Delighted scientists on the Cassini imaging team will be breaking out the champagne in celebration of the first Cassini sighting of spokes, the ghostly radial markings discovered in Saturn's rings by NASA's Voyager spacecraft 25 years ago.
A sequence of images taken on the unilluminated side of the rings has captured a few faint, narrow spokes in the outer B ring, about 3,500 kilometers long and about 100 kilometers wide (2,200 miles by 60 miles). The images show the spokes as they march into the shadow of the planet on the rings due to their orbital motion.
Dr. Carolyn Porco, Cassini imaging team leader at the Space Science Institute in Boulder, Colo., and one of the first individuals to study spokes in Voyager images, was attending the Division of Planetary Sciences meeting in Cambridge, England, when she was informed of the discovery by her staff members. "This is really a joy, and very unexpected," she said. "It takes me back to my early days on the Voyager mission."
According to the latest ideas, the visibility of spokes is believed to depend on the elevation of the Sun above the rings, the less sunlight, the more visible the spokes. For this reason, scientists weren't expecting to see spokes until later in the mission when the sun angle is low.
"We had convinced ourselves that conditions wouldn't be right for seeing spokes on the lit side of the rings until about 2007," Porco said. "But this finding seems to be telling us that conditions on the dark side of the rings are almost as good right now for seeing spokes."
In Voyager images from 25 years ago, these narrow wedge-shaped features typically extended 10,000 to 20,000 kilometers (6,200 to 12,400 miles) radially outward across Saturn's B ring. When seen at low phase angles, spokes appeared dark; when seen at high phase angles, they appeared bright. This behavior indicated they were comprised of very small icy particles, about the size of the wavelength of light. Since Voyager days, spokes had been seen in images taken by NASA's Hubble Space Telescope. The new Cassini images were taken at very high solar phase angles, where small particles can brighten substantially, making them more visible.
Porco's analysis of spokes in the early 1980s found that these narrow arrangements of small particles came and went with a period equal to that of the powerful bursts of radio waves, called Saturn Kilometric Radiation (SKR), discovered by Voyager and coming from Saturn's magnetic field. This association indicated that spokes were a phenomenon involving electromagnetic effects and partly connected to Saturn's magnetic field.
Of intense interest will be a Cassini determination of the periodicity in the appearance of spokes. This will require monitoring spoke activity from a variety of geometries over several years. "Cassini has found that the SKR period has changed since Voyager, which though hard to believe, may mean that the rotation of Saturn's interior has changed," said Porco. "That would be a finding of enormous consequence, so, we'll be looking very closely to see if the frequency of spoke activity has changed too."

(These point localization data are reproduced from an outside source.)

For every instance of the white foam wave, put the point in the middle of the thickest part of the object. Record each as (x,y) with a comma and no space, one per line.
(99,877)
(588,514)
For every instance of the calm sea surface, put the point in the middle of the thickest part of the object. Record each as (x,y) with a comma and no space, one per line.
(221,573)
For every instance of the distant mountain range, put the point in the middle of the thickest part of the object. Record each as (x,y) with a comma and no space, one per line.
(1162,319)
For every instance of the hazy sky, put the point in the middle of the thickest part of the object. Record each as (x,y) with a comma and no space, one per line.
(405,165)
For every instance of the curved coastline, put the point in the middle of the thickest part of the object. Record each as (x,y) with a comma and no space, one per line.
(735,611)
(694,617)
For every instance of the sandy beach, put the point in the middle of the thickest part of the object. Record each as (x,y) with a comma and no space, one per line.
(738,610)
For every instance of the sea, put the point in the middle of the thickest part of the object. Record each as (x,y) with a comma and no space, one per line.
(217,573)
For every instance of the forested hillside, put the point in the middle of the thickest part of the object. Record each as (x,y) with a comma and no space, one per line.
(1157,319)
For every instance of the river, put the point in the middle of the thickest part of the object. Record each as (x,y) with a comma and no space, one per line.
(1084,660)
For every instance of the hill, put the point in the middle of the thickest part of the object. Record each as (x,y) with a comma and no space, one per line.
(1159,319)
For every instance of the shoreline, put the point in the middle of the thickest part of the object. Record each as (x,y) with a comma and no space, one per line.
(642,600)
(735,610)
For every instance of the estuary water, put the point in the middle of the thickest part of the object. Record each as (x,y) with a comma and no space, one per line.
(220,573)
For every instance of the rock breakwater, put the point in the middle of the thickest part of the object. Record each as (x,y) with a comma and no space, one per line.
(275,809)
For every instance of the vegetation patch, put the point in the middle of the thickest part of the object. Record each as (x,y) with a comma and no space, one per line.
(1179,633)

There is no commonly accepted theory for the creation of spokes. Some ideas suggest that spokes result from meteoroid impacts onto the rings; others suggest that they are created by instability in the magnetosphere near the rings.
Whatever the cause, imaging team members will study the new spoke images and maintain their vigil for additional spoke sightings. Viewing conditions on the dayside are expected to improve toward the end of Cassini's nominal four-year mission, as Saturn continues in its nearly 30-year orbit and the Sun's angle above the rings continues to drop.
The Cassini-Huygens mission is a cooperative project of NASA, the European Space Agency and the Italian Space Agency. The Jet Propulsion Laboratory (JPL), a division of the California Institute of Technology in Pasadena, manages the Cassini-Huygens mission for NASA's Science Mission Directorate, Washington. The Cassini orbiter and its two onboard cameras were designed, developed and assembled at JPL. The imaging team consists of scientists from the U.S., England, France, and Germany. The imaging operations center and team leader (Dr. C. Porco) are based at the Space Science Institute in Boulder, Colo.